Target pulled certain products from its Pride collection, citing confrontational behavior by shoppers and the need to protect its employees. Bud Light walked back its brief collaboration with a transgender TikTok influencer, but that didn’t stop it from losing its long-held status as America’s best-selling beer. The brand’s parent company, Anheuser-Busch, issued a quasi-apology for simply doing business with a trans person, but that doesn’t seem to have appeased transphobic boycotters. At the same time, it appears to have alienated LGBTQ people and their allies.
“When Kid Rock took out an automatic weapon and shot up a case of beer, you did not see anyone from Anheuser-Busch saying, ‘Hey this isn’t OK,’” said Mark Robertson, who has been watching these events play out from Chicago. He co-owns four LGBTQ bars in the city that used to serve a lot of Anheuser-Busch products until that apologetic statement from the CEO prompted Robertson to cut ties.
“Having a brand that was so enveloped in the hate and not condemning the hate is not something that we would feel comfortable having in our spaces,” he said. “We spent thousands of dollars redoing menus and signage and things like that to completely remove them from the premises.”
For as long as companies have been marketing to LGBTQ people — and they’ve been doing it for decades — those companies have had to choose whether and how to respond to anti-gay backlash.
“I had received hate mail. I was called all kinds of names. We had boycott petitions,” said Tim Bennett, an inclusive marketing expert and the brains behind Subaru’s 15-year campaign advertising its cars to LGBTQ people — emphasis on the “L.”
In the ’90s, Bennett said, the company recognized that its cars were especially popular with lesbians. So it started making ads that spoke directly to those consumers.
“There’s one that said, ‘Different drivers, different roads, one car.’ If you were LGBTQ and you looked a little closer, there was a license plate that said ‘XENA LOVER,’” Bennett said, referencing the ’90s TV series “Xena: Warrior Princess.” “And Xena was a huge icon, particularly with lesbians.”

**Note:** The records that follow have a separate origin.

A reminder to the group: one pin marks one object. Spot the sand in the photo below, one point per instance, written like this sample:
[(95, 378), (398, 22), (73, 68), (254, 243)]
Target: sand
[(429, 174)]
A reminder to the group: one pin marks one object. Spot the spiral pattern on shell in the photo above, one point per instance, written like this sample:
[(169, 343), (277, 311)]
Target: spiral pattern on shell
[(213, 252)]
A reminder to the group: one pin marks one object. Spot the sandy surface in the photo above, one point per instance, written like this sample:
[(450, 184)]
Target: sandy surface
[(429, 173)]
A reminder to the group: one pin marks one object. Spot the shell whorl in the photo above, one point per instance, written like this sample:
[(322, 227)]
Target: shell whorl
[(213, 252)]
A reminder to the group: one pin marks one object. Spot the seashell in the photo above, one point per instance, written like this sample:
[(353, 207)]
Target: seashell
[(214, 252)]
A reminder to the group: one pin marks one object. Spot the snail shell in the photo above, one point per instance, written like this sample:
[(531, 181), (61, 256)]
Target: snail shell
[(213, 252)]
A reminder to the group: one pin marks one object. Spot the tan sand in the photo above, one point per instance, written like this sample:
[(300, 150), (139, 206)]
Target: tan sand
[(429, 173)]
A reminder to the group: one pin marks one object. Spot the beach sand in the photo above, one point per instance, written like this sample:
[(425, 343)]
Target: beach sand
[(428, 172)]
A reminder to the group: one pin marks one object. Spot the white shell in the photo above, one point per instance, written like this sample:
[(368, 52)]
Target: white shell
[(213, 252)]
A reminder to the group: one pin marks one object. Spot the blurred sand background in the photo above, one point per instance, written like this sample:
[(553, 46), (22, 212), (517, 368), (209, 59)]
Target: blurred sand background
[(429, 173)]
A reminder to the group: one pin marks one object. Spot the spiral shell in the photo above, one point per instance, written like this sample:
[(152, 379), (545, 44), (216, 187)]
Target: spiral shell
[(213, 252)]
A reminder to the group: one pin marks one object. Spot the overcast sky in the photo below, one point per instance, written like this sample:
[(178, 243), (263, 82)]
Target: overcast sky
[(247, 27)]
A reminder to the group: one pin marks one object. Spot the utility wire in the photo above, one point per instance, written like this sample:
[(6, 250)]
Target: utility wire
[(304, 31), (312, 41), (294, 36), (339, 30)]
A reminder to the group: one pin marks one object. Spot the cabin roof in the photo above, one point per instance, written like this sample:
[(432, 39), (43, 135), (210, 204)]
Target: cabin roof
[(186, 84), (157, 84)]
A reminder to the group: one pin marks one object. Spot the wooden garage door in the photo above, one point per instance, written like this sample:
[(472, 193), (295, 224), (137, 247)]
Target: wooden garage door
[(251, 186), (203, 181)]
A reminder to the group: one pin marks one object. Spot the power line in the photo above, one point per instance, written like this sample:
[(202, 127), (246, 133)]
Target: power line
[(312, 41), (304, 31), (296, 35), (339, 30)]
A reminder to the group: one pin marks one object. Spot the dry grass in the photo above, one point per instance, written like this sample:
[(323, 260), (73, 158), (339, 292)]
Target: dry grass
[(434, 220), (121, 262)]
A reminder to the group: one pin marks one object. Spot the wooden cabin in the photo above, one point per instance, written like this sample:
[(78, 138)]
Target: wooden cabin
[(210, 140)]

But this “if you know, you know” style of targeted advertising wasn’t totally covert. Anti-gay groups took notice, and when the hate mail and boycott threats rolled in, Bennett said, Subaru stayed the course.
“What I always used to say at Subaru was, ‘We sell our products to a smart, educated consumer that celebrates diversity.’ And just leave it at that,” Bennett said.
He added that companies can’t please every consumer, and those facing transphobic flak now would do well to remember why they engaged in inclusive marketing to begin with: to sell stuff.
Joanna Schwartz, a professor of marketing at Georgia College & State University who specializes in LGBTQ marketing, said consumers will remember this moment.
“As a company, when this happened, did you stand up for people? Or did you pull back and try to minimize the fact that this is a group that you care about?” Schwartz said.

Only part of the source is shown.